Phase I: The Basics

In this phase, we’ll learn the basics of data analysis by working through 5 learning modules devoted to core topics in the field. This will most likely be the most challenging part of the course because many, if not most of you will not have ever designed and built instruments and data acquisition systems, let alone analyzed data from them. Rest assured, your experience will be curated, sticking to the bare bones of instrument design and data science. This introductory phase will set the groundwork for Phase II, the independent development of sensors and data analysis.

Module 1: Data Pirates Code with. . . . R, Introduction to the Basics

In this module we’ll tackle where to find resource you’ll need on a week-to-week, module-by-module basis. In addition, we’ll work on the first important topic of the course: an introduction to R, an ever more popular language for data analysis and visualization. We’ll focus on the basics of importing and tidying data in R. By importing, we mean loading data collected by scientists and stored in text files, the common currency of scientific analysis. By tidying, we mean preparing data for analysis.

Important Dates

Wednesday, 8/28: Establish GitHub account and add your handle to this form

Wednesday 9/3: WCR 1

Sunday, 9/8: Commit Module 1 Project report

All assignments are due at 11:59 on the specified date.

Key Concepts

Course workflow
Course expectations
R user interface
Working directory
Objects, functions, arguments, and scripts in R
Lists, data frames, and matrices
Basic R notation
The for loop
git, github, and version control

Learning Objectives

Upon completion of this week and module, students will be able to:

Know what is expected during Phase I of the course
Open R and RStudio
Set a working directory and load data in R
Recognize the difference between different objects (e.g., vectors, lists, data frames etc.)
Perform simple data operations and manipulation of data objects in R
Construct and run a for loop in R to automate a interatively redundant task.
clone a local directory and version controlteam-based work on common script and report files

Read/Watch

From Hands on Programming with R (HOPR)

When reading through HOPR, make sure to have R and R Studio up and running so that you can copy and paste code from HOPR into an R file and run the specified commands and complete the books project tasks. This will help tremendously in getting the hang of things.

From Happy Git with R

Chapter 12

Be sure you’re familiar with the prerequsites outlined in Chapter 12. We’ll cover git and github in class on August 28th. Just introduce yourself to the concepts.

Check out the new github access token requirements.

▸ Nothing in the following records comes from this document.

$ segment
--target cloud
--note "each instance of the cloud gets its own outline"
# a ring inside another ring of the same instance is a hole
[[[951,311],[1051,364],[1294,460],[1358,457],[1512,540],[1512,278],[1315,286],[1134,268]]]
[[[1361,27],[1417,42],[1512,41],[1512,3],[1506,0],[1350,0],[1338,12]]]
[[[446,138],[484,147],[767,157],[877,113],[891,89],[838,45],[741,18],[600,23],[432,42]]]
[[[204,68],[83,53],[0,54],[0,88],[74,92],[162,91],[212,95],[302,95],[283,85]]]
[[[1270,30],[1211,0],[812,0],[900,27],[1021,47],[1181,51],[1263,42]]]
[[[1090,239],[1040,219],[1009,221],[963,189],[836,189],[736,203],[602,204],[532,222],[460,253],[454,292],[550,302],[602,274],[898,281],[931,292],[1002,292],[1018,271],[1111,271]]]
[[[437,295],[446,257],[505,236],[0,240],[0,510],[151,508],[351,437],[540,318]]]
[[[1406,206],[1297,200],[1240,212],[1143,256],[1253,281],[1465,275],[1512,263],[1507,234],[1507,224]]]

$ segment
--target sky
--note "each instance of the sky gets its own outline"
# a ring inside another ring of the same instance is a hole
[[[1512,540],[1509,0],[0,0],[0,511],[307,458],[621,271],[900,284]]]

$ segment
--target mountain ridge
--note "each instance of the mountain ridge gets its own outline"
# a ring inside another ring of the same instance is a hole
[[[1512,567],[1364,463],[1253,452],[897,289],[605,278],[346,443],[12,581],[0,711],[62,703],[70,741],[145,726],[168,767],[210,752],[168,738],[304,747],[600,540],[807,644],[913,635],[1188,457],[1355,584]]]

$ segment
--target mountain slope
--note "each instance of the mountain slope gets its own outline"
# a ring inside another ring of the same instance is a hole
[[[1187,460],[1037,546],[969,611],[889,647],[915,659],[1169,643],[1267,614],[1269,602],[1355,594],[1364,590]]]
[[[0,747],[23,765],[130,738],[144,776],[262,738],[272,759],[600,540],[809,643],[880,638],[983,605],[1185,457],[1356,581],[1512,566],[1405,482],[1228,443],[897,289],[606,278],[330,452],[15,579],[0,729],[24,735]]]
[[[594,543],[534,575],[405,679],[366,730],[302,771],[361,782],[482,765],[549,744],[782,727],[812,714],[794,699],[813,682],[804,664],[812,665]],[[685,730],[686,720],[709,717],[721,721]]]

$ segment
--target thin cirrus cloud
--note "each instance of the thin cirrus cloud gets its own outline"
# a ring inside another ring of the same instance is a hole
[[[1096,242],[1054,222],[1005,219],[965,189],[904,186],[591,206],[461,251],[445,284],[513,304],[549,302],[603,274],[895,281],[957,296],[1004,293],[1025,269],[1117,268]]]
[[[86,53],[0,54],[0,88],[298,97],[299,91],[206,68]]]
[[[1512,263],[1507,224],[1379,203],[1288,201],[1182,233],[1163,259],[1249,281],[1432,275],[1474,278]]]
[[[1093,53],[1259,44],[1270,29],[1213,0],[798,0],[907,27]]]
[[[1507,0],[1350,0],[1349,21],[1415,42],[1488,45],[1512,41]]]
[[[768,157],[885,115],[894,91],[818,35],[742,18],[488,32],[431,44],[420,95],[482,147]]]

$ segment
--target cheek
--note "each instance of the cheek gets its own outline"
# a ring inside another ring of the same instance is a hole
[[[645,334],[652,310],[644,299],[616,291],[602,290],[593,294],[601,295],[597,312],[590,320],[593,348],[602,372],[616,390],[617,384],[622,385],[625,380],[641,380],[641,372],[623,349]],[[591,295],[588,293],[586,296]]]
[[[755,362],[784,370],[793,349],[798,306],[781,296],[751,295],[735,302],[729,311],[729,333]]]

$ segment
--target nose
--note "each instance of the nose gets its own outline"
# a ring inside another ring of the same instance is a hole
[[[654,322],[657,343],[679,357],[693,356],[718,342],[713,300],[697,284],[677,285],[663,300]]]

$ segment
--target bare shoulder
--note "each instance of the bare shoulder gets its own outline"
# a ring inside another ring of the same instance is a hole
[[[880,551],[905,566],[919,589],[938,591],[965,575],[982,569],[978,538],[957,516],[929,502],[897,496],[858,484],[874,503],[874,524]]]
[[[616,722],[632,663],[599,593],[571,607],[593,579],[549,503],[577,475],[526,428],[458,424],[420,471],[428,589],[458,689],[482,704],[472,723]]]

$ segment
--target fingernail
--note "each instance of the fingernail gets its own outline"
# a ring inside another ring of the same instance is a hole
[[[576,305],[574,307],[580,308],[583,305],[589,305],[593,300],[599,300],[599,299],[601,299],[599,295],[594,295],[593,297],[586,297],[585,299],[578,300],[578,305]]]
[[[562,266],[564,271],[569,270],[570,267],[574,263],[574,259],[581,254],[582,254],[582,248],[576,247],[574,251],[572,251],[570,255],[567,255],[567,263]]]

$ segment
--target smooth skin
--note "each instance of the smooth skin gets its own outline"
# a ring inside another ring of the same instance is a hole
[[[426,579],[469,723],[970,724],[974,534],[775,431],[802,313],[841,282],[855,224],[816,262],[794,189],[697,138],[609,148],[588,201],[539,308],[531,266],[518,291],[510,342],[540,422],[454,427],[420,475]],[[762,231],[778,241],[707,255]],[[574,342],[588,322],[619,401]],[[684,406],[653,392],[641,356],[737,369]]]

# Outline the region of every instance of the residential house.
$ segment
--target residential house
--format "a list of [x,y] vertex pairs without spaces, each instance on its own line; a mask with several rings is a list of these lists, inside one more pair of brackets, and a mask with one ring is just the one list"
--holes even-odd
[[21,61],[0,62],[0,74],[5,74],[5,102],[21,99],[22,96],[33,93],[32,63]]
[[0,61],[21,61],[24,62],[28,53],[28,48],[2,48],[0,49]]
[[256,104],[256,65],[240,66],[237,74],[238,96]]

This is a lot of reading and fiddling with R. Don’t worry too much about understanding every detail! The goal here is to just get the hang of things and, just as importantly, know where to find answers to questions about how R works.

Do

Post one and respond to one question each week of Module 1 in our discussion board
Install R and RStudio
Clone a github team repository to a local directory (done in class with Prof. K’s help on Wednesday, Aug 28th)
Complete and commit a report for Module 1 Project

Guiding Questions

How do I perform simple operations in R?
What are R’s basic object classes?
How does external data get loaded into R?
How does one subset common data objects in R?
How does a for loop work and when should it be used?
What are the basic git opertations and their value in sharing code.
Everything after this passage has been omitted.